Заместитель руководителя ФАНО рассказал, что сам он убедился в необходимости интеграции институтов, познакомившись с их деятельностью во время поездок по стране. “Выяснилось, что организации со сходной тематикой зачастую совсем между собой не взаимодействуют и имеют по ряду вопросов противоположные взгляды, - сообщил он. - Так, ученые Лимнологического института СО РАН утверждают, что Байкал умирает, его надо охранять, а Институт географии СО РАН обосновывает Министерству природных ресурсов и экологии программу по интенсивному освоению прилегающих территорий. Мы считаем, что на Байкале должен быть создан крупный национальный исследовательский центр, который мог бы эффективно оппонировать Минприроды”.
Заместитель руководителя ФАНО подтвердил намерение агентства не допустить потери подведомственных институтов.

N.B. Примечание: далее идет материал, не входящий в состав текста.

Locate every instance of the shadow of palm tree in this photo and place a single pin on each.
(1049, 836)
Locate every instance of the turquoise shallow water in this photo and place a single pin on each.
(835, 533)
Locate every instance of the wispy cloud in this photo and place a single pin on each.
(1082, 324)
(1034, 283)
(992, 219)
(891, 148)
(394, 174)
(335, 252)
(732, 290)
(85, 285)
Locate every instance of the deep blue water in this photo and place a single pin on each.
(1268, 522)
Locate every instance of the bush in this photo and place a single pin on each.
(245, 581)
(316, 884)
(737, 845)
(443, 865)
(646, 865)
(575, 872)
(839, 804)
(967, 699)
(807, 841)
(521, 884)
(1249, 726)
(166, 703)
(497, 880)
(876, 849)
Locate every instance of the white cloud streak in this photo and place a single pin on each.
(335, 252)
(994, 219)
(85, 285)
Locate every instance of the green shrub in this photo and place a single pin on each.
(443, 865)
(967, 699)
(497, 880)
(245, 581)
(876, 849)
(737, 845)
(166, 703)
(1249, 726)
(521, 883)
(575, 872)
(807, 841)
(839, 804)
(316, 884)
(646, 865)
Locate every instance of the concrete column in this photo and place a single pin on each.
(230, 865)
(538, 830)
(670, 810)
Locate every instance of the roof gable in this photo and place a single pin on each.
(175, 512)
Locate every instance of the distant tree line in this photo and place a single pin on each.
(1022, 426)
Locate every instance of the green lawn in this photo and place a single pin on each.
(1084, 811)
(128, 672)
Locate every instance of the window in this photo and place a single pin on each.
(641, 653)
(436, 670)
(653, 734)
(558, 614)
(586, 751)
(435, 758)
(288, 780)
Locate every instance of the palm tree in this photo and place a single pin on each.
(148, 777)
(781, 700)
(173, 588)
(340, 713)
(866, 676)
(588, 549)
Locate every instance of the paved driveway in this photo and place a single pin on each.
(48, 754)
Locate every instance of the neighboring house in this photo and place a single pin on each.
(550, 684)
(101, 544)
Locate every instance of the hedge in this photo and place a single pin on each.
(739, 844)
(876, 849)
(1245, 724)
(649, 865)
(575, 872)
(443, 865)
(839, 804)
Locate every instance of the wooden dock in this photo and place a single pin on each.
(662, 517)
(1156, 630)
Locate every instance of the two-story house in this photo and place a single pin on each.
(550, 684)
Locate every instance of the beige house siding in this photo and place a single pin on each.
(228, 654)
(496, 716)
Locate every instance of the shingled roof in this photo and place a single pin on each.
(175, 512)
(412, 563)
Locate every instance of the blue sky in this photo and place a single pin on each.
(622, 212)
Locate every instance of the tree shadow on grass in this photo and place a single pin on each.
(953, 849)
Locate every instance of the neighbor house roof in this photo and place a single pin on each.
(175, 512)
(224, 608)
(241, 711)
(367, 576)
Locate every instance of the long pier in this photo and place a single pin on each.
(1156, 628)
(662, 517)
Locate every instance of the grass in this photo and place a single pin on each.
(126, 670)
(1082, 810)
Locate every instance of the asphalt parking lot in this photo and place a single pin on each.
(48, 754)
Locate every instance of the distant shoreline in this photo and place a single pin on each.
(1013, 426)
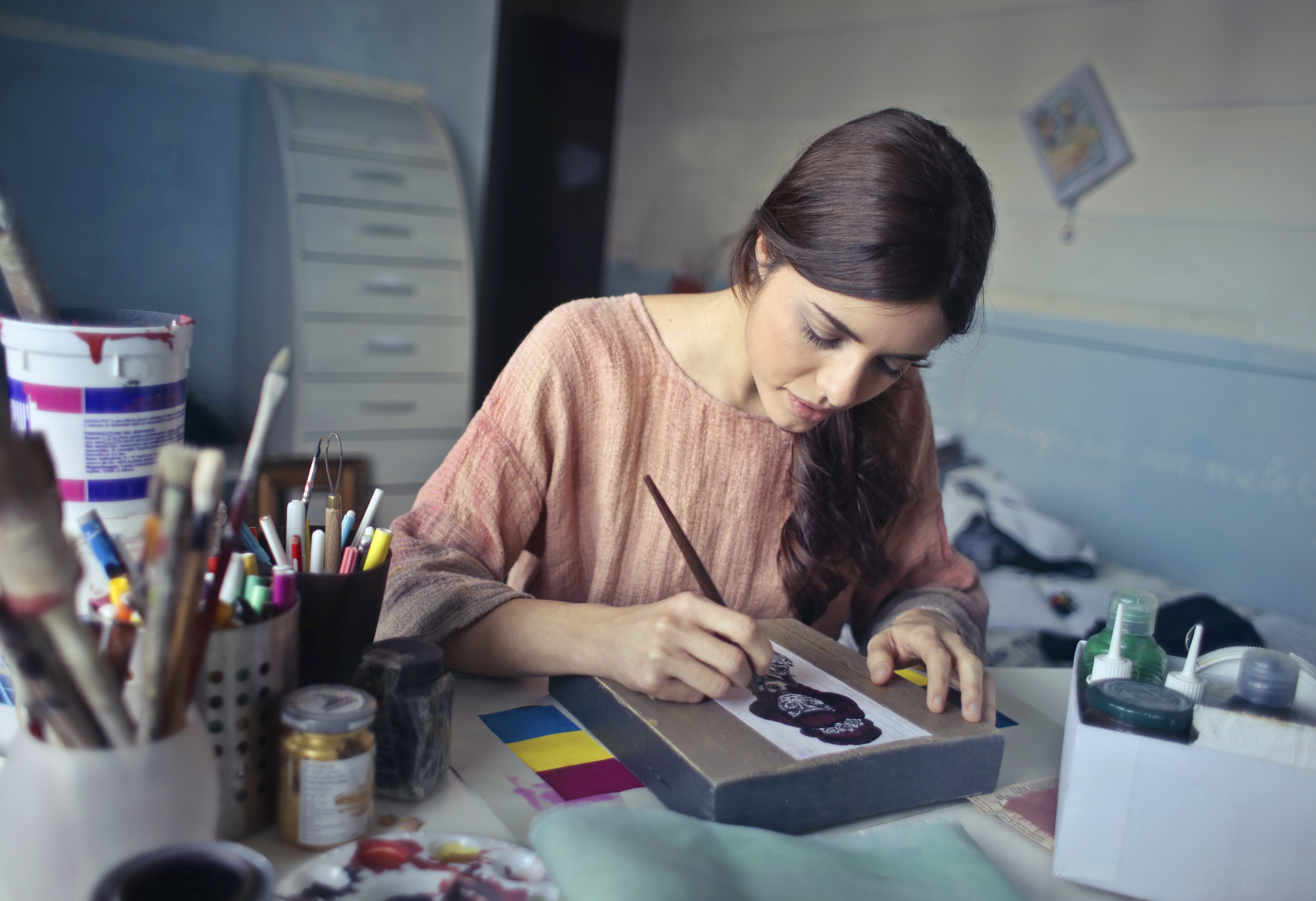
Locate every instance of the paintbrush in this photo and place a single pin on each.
(49, 695)
(39, 575)
(697, 566)
(273, 389)
(311, 476)
(20, 269)
(166, 575)
(207, 484)
(333, 512)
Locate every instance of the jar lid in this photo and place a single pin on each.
(328, 709)
(1139, 610)
(1142, 704)
(1268, 678)
(419, 664)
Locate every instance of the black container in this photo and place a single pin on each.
(205, 871)
(339, 620)
(414, 724)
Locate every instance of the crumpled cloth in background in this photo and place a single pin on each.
(598, 853)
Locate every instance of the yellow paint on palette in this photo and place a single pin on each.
(914, 676)
(560, 750)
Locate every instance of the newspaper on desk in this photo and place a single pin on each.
(1027, 807)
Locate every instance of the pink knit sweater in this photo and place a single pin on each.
(553, 463)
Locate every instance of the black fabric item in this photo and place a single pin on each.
(1222, 626)
(989, 548)
(1056, 647)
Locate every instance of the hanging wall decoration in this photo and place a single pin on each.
(1077, 139)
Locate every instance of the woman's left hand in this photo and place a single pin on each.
(930, 637)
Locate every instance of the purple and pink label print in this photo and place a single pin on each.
(103, 439)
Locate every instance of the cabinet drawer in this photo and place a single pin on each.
(353, 348)
(403, 462)
(389, 290)
(368, 180)
(344, 230)
(364, 408)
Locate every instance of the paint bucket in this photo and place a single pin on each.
(70, 816)
(107, 391)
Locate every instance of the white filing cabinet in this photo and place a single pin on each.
(357, 255)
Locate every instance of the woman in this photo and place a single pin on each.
(784, 420)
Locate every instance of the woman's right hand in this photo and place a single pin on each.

В связи с этим он высказал возмущение позицией руководства РАН, которое недавно дало согласие на передачу 42 селекционных центров бывшей РАСХН Минсельхозу и ряда клиник Минздраву.
- Прежде чем принять такое решение, вы общались с коллективами и директорами этих организаций? - обратился он к присутствующим в зале представителям РАН. - А ведь люди категорически против перехода в подчинение министерств, они уверены, что это приведет к утрате научного потенциала. 

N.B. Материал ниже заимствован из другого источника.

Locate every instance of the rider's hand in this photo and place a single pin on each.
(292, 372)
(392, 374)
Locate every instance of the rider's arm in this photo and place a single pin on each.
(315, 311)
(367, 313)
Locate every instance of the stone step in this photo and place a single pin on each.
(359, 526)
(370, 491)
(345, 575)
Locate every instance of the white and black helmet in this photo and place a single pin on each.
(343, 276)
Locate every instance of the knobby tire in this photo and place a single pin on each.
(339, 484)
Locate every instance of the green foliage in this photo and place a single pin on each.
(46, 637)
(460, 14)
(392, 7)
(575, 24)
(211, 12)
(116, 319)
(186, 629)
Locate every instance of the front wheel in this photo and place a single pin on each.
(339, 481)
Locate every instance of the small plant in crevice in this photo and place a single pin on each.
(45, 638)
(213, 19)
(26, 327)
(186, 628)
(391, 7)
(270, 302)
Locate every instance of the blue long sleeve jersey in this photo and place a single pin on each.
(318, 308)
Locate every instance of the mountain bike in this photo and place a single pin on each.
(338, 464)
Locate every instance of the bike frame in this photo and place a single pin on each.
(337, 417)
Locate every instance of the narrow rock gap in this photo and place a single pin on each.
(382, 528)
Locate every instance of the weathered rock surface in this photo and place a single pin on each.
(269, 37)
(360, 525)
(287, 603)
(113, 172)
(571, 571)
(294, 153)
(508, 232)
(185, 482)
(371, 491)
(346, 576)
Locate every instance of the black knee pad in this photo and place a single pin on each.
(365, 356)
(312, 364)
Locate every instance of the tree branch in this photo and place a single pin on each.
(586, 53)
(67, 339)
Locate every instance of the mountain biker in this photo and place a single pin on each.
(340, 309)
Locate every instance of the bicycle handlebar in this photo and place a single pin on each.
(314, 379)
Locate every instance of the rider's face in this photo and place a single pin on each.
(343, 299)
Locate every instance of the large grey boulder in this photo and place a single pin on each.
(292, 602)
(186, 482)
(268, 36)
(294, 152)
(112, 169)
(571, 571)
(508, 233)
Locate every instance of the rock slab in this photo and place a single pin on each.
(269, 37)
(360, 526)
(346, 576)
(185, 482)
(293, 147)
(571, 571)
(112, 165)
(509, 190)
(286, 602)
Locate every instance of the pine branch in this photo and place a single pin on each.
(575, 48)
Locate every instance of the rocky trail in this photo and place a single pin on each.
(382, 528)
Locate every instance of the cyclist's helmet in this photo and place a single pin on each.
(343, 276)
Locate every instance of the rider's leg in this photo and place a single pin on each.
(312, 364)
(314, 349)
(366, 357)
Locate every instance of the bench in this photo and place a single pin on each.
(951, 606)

Отвечая на вопрос, где взять деньги на реформы, Алексей Медведев пояснил, что они могут найтись при структурировании госпрограммы “Развитие науки и технологий” на 2013-2020 годы по проектному принципу. ФАНО готово отстаивать эту идею, которую, кстати, поддерживает и РАН. 
На сессии неоднократно всплывал вопрос о документах, оказавшихся в распоряжении Профсоюза РАН и опубликованных на его сайте - “Концепции реализации проектов по структуризации подведомственных ФАНО научных организаций” и “Плане основных мероприятий по подготовке и проведению реорганизации, изменению типа подведомственного ФАНО учреждения”. Эти бумаги наделали много шума. Комиссия общественного контроля в сфере науки отреагировала на них открытым письмом, в котором выражается тревога в связи с тем, что “концепция реструктуризации основана на так называемых базовых организациях, однако нет ни единого намека на то, каким образом, на основании каких процедур такие организации будут определены”. Представители ФАНО объяснили, что это рабочие документы, которые носят промежуточный характер. Подготовка их окончательной редакции будет вестись в сотрудничестве с РАН.